Dicho esto, y hablando ya de la materia de la que creo que sé un poquito, es del sentido común que todo (presunto) delito lleva aparejada una investigación judicial; una instrucción que se abre por el juez, bien tras recibir el atestado y pesquisas de las fuerzas de seguridad, bien tras una denuncia o querella interpuestas por un particular o por la propia fiscalía, en las que ponen en conocimiento del juzgado los hechos e indicios que según ellos revisten los caracteres de delito. Y esa instrucción se prolongará o no en el tiempo según la complejidad o sencillez de los hechos a investigar, y el conocimiento o no de la autoría del presunto crimen. Hasta el punto esto es así, que si mañana me trincan llevándome la pasta de la caja de un supermercado, en pocas horas seré citado ante el juez para someterme a un juicio rápido por hurto o robo. Y si no hay mucho que rascar para mi mejor defensa, seguramente reconoceré el delito a cambio de obtener la rebaja en un tercio de la condena.

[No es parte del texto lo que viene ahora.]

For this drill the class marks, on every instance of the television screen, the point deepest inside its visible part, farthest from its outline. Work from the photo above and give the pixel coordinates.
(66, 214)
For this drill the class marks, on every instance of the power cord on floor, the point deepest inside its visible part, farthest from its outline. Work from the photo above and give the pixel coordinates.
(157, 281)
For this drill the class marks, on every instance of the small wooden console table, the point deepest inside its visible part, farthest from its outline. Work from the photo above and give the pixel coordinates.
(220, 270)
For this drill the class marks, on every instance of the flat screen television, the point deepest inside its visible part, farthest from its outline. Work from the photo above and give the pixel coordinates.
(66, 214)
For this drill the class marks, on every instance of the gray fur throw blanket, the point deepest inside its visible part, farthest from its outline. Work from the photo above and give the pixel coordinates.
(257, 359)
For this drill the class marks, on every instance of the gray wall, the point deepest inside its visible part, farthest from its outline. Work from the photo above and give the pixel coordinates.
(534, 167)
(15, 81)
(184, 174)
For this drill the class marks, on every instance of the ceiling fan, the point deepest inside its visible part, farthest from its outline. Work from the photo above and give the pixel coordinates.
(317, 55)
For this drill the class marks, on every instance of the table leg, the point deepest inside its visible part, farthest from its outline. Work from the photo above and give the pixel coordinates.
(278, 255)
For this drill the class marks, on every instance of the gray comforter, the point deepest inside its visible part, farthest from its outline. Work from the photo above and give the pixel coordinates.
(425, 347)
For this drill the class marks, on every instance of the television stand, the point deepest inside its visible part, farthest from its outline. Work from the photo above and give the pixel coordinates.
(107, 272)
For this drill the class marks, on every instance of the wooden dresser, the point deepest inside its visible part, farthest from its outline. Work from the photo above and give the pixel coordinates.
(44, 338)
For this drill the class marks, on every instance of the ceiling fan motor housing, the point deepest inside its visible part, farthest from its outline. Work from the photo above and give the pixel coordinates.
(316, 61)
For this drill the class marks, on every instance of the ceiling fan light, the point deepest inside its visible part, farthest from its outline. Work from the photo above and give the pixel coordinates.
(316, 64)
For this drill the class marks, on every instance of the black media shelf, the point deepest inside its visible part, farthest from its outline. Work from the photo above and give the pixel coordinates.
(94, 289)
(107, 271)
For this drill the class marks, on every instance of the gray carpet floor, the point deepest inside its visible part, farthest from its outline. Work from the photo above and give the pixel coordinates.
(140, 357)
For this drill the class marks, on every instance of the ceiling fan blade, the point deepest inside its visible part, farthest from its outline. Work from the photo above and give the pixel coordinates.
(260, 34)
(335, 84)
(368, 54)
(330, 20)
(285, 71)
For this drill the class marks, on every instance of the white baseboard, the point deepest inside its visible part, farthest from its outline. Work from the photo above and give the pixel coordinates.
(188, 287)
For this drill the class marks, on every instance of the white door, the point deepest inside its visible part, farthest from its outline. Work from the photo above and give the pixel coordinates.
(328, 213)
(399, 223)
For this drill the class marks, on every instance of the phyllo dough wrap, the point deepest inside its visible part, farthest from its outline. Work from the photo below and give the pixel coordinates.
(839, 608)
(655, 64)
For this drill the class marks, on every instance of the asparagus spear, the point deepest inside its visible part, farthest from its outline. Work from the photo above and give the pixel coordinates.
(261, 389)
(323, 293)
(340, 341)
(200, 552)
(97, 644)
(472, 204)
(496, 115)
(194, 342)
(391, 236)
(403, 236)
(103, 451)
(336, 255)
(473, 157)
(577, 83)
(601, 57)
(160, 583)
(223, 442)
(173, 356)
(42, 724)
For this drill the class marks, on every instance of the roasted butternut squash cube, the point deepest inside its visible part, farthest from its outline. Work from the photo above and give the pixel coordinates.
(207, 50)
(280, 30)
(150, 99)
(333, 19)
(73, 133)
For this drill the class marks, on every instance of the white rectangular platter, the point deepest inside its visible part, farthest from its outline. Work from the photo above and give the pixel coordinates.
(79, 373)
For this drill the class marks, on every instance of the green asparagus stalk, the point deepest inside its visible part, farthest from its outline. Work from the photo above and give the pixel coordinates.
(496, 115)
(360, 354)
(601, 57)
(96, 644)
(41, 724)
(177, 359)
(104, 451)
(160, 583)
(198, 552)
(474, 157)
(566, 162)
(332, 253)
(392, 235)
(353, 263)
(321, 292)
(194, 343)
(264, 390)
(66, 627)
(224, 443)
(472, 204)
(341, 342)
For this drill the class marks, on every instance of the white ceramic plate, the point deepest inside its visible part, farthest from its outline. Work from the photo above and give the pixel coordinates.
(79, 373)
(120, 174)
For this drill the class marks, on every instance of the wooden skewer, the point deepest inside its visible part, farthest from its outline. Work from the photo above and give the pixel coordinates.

Pero no siempre la justica ofrece esta respuesta ágil pese a estar clara, tanto la autoría como los hechos presuntamente delictivos. Les cuento: el 21 de noviembre de 2014 un fiscal presentó una querella contra un señor (conocidísimo y localizable) por la comisión de hechos sobradamente conocidos en toda España; a ese señor llamado Artur Mas, lo conocen, con ocasión de haber convocado la consulta soberanista del 9/11/2014, se le imputaba un delito de desobediencia (por desoír una resolución del Tribunal Constitucional), otro de malversación de fondos públicos (por cargar al erario el coste de esa consulta), otro de prevaricación (por dictar una resolución administrativa a sabiendas de su ilegalidad), y otro de obstrucción a la justicia (por impedir ejecutar la resolución de aquel tribunal, que prohibía la consulta soberanista). Hechos conocidos y autor conocido, lo que conllevaría una instrucción judicial sencillísima y rápida. Lo lógico es que, a la vista de tales hechos el tribunal, o archiva sin más la querella por no apreciar visos delictivos, o ha de citar al querellado cuanto antes. Pero no, en este caso el Tribunal Superior de Justicia de Cataluña cita a Mas a declarar nueve meses después de admitir a trámite la querella, y justo tras la elecciones catalanas. ¿Casualidades? Pregúntenle al ministro Catalá, que sale al paso diciendo que, si no se citó antes a Mas, fue para no interferir en las elecciones catalanas. Y cabe preguntarse: ¿Qué pinta el ministro marcando la agenda de los jueces? ¿Qué injerencia grosera supone tal aseveración? ¿Cómo no pensar ahora que la política trata siempre de condicionar la administración de justicia? ¿Qué carajo pinta esa querella nueve meses en la nevera del Tribunal Superior?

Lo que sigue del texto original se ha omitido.